What I know right now is the trellises for the peas make the farm look really neat. We planted three different pea varieties along the newly erected trellises. Snow peas are flat and tender, are typically used for stir fry meals, and are harvested before they have matured completely. Sugar snap peas are crisp and full, grown with the intention to consume the seeds and pods. Garden peas are produced for the seeds only. I am eager to watch the peas climb the trellises as they grow.
I also know that turnip seeds are extremely small and unassuming. We planted the turnip seeds after spreading mushroom compost. We used a planting method similar to a "broadcast" method. Since the seeds are so small, we sprinkled four to five seeds in each spot about two to three inches from each other. When the turnips emerge, we will thin out the plants that appear to be less viable than the others.
Another thing I know is the salvia and sage cuttings are off to a great start. We took the sage cuttings from existing plants, dipped them in a rooting powder, and placed them in perlite to start out. Once the cuttings start growing their own roots, we will removed them from the medium to continue growing elsewhere.
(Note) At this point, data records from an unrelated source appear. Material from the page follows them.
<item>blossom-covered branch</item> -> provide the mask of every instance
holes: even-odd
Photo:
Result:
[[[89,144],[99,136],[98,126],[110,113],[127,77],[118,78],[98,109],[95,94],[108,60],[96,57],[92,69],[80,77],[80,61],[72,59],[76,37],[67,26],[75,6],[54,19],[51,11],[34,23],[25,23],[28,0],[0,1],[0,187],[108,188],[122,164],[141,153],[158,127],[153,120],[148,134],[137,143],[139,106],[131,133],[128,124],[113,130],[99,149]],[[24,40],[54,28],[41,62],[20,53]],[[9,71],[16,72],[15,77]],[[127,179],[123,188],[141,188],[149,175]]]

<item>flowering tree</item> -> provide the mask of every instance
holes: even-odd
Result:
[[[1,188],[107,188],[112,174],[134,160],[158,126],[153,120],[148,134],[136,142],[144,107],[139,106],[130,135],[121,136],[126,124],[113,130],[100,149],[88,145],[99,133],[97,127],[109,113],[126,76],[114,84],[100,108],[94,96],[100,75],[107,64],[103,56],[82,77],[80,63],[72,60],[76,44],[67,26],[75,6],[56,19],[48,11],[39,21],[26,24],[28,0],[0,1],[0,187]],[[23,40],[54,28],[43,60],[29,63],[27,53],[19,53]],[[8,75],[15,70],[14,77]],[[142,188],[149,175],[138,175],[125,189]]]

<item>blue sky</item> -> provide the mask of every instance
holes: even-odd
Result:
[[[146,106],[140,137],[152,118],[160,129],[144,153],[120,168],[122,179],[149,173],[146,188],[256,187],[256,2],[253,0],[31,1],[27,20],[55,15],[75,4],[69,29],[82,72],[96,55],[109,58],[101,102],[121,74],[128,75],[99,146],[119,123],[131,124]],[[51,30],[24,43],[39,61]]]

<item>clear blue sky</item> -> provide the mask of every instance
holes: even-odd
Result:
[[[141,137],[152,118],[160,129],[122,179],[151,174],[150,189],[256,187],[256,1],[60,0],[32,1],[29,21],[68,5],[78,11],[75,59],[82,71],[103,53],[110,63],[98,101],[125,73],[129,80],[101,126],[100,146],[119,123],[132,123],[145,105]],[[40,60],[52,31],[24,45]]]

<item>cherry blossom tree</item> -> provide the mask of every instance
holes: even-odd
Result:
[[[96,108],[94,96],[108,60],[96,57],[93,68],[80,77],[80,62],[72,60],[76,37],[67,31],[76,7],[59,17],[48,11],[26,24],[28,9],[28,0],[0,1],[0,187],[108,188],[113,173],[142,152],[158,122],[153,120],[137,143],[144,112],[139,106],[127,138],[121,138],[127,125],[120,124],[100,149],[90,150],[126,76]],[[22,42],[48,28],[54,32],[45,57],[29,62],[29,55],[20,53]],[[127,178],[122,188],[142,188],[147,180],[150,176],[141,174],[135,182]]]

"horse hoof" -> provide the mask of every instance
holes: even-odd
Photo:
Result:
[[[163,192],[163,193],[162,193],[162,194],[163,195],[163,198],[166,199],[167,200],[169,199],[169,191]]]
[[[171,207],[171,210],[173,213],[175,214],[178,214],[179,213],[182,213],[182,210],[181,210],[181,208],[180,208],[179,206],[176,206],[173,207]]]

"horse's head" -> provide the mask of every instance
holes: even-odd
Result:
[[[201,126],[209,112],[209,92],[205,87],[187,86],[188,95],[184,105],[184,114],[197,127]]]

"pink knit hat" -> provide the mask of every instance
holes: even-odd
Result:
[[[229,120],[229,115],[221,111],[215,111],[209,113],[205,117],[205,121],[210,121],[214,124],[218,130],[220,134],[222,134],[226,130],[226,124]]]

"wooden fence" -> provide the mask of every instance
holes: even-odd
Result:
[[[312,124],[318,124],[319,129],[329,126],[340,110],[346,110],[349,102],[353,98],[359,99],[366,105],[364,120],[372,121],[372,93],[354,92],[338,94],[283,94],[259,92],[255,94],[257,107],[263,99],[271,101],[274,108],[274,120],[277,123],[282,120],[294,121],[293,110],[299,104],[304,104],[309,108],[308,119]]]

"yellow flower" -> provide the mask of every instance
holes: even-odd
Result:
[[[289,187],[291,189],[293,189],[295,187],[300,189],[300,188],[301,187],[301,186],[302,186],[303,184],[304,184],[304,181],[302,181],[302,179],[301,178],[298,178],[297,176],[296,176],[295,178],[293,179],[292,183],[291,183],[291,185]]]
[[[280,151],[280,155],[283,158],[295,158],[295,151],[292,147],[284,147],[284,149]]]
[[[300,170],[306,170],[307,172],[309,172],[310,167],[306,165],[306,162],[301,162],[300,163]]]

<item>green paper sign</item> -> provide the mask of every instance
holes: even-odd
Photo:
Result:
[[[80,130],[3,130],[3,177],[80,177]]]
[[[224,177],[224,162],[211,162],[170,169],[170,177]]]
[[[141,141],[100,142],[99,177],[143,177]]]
With all of these known facts, the unknowns still lurked in the back of my mind. What if a storm ruins all of our crop? What if an untimely freeze damages everything we have planted? What if the crops suffer from unseasonable heat stress?
As these thoughts raced through my mind, I came to a brick on the farm with a sweet reminder etched in stone.
"Gardening is a way of showing that you believe in tomorrow."
I took that in for a moment, and looked at the farm, all of the life surrounding me. Gardening requires faith, hope and determination. Each season brings new challenges, but it helps to believe that tomorrow will be a better day. We don't know what challenges will be thrown our way. but we put seeds in the ground, fight the doubt, and begin new season.
This week was full of rewarding activities and wonderful conversations. I formed new friendships, and found a greater appreciation for the work we are doing on the farm. With the seeds in the ground, hopes are high.